Will M3 Ultra be fused M3 Max, or?

ksj1 · Nov 27, 2023

Given the separate dies for the different M3's so far, what are the chances that the M3 Ultra is an entirely separate die as well?

Chuckeee · Nov 27, 2023

My guess 12.5% (1 out of 8)

bobcomer · Nov 27, 2023

Chuckeee said:
My guess 12.5% (1 out of 8)

That's a lot higher than I would have guessed.

casperes1996 · Nov 27, 2023

A chip as big as an ultra isn’t really viable to make as a monolith. So either it’s fused M3 Maxes or other chiplet like strategy. But most likely the fused M3Max. They already have Deep Fusion and would want ROI on that.

theorist9 · Nov 28, 2023

TLDR: They probably could make a monolithic M3 Ultra, but are extremely unlikely to do so.

DETAILS:
Ryan Smith of Anandtech estimates the M3 Max is ≈<400 mm^2, so a single-die (i.e., monolithic) M3 Ultra would be ≈< 800 mm^2. [ https://www.anandtech.com/show/2111...-family-m3-m3-pro-and-m3-max-make-their-marks ]

The reticle limit is the maximum chip size that can be etched. According to Anton Shilov of Anandtech, "The theoretical EUV reticle limit is 858 mm^2 (26 mm by 33 mm)". That would be enough for a monolithic M3 Ultra. [ https://www.anandtech.com/show/1887...ze-super-carrier-interposer-for-extreme-sips# ]

Indeed, we know dies >800 mm^2 size can be etched, since NVIDIA's (very expensive) GH100 GPU has a die size of 814 mm^2. [ https://developer.nvidia.com/blog/nvidia-hopper-architecture-in-depth/ ]

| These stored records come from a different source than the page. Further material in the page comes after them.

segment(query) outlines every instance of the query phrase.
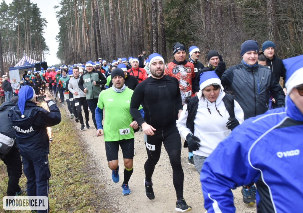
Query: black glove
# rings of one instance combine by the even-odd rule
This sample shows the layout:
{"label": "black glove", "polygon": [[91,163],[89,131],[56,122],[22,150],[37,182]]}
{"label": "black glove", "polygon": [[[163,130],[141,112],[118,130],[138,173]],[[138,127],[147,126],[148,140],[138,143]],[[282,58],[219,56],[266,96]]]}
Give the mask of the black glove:
{"label": "black glove", "polygon": [[228,121],[226,123],[226,127],[232,130],[240,123],[235,118],[228,118]]}
{"label": "black glove", "polygon": [[199,147],[200,145],[199,142],[201,141],[200,139],[195,135],[193,135],[191,133],[189,133],[186,136],[186,140],[188,147],[193,151],[196,151],[197,149],[199,149]]}
{"label": "black glove", "polygon": [[226,67],[225,62],[223,61],[223,59],[221,55],[219,55],[218,57],[220,61],[218,63],[218,65],[217,66],[217,68],[215,69],[215,71],[216,72],[216,74],[221,78],[223,73],[226,70]]}

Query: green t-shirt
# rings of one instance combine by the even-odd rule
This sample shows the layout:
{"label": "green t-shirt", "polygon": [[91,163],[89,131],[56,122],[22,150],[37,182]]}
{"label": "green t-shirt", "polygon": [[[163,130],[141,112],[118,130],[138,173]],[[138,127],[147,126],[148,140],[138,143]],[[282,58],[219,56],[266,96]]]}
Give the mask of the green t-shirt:
{"label": "green t-shirt", "polygon": [[110,88],[99,95],[97,106],[101,109],[104,108],[105,141],[134,138],[134,129],[129,126],[133,121],[129,107],[133,92],[127,88],[118,93]]}

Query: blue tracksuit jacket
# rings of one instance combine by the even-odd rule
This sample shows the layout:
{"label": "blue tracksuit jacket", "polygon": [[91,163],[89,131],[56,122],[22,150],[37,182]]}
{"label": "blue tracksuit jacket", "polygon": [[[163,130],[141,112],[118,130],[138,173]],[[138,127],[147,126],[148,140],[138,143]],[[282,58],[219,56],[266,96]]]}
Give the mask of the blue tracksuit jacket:
{"label": "blue tracksuit jacket", "polygon": [[200,175],[208,213],[234,212],[231,188],[256,183],[258,212],[303,212],[303,115],[285,108],[246,120],[220,143]]}

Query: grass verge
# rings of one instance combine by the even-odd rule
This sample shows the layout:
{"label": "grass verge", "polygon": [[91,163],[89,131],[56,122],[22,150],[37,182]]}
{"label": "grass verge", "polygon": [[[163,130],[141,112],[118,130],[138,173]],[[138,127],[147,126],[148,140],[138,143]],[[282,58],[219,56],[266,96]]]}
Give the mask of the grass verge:
{"label": "grass verge", "polygon": [[[90,172],[90,166],[92,163],[81,146],[73,123],[65,116],[62,117],[60,124],[53,127],[53,142],[50,144],[48,156],[51,174],[48,195],[50,212],[111,213],[108,201],[105,198],[107,196],[100,194],[101,190],[99,190],[104,186]],[[1,198],[6,196],[8,181],[6,167],[0,161]],[[26,178],[22,174],[19,181],[22,188],[26,188]],[[0,208],[5,211],[2,207]],[[17,212],[6,210],[5,212]]]}

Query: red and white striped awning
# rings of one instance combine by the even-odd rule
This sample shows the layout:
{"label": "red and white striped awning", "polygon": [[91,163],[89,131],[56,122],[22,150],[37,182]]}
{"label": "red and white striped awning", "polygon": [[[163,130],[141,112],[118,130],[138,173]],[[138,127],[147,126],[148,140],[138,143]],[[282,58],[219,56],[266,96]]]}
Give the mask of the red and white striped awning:
{"label": "red and white striped awning", "polygon": [[20,66],[22,66],[24,64],[24,63],[25,63],[26,61],[30,64],[35,64],[40,62],[39,61],[34,60],[33,59],[29,57],[28,57],[25,55],[24,55],[24,56],[23,57],[22,59],[20,60],[20,61],[18,62],[18,63],[14,66],[18,67]]}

Even so, there are likely reasons Apple doesn't want to leverage this limit. E.g., it may be much more cost-effective to use already-designed Max chips, and link them together, than to design a separate chip just for the relatively low-volume Ultra Studio and Mac Pro. Plus, in addition to the added design costs, I suspect pushing the reticle limit could lead to yield issues and thus a very expensive chip.

My prediction is thus that the M3 Ultra with be 2x Max's, like the M1 and M2.

theorist9 · Nov 28, 2023

casperes1996 said:
A chip as big as an ultra isn’t really viable to make as a monolith. So either it’s fused M3 Maxes or other chiplet like strategy. But most likely the fused M3Max. They already have Deep Fusion and would want ROI on that.

Interestingly, it actually is viable (see my last post; I also thought it was too big to etch until I looked into it a bit further), but they won't do it b/c it's cost-prohibitive.

quarkysg · Nov 28, 2023

M3 Ultra could also come in the form of two dies: one with CPU, NPU cores, video CODECs, memory controller, etc connected to another die via UltraFushion, with GPU cores and memory controllers.

theorist9 · Nov 28, 2023

quarkysg said:
M3 Ultra could also come in the form of two dies: one with CPU, NPU cores, video CODECs, memory controller, etc connected to another die via UltraFushion, with GPU cores and memory controllers.

They could, but that's an expensive redesign just for the Ultra, which is their lowest-volume chip. It's possible Apple may do this at some point, but I think they would do so only if they could use this design approach across the Mac product line.

Pressure · Nov 28, 2023

theorist9 said:
TLDR: They probably could make a monolithic M3 Ultra, but are extremely unlikely to do so.

DETAILS:
Ryan Smith of Anandtech estimates the M3 Max is ≈<400 mm^2, so a single-die (i.e., monolithic) M3 Ultra would be ≈< 800 mm^2. [ https://www.anandtech.com/show/2111...-family-m3-m3-pro-and-m3-max-make-their-marks ]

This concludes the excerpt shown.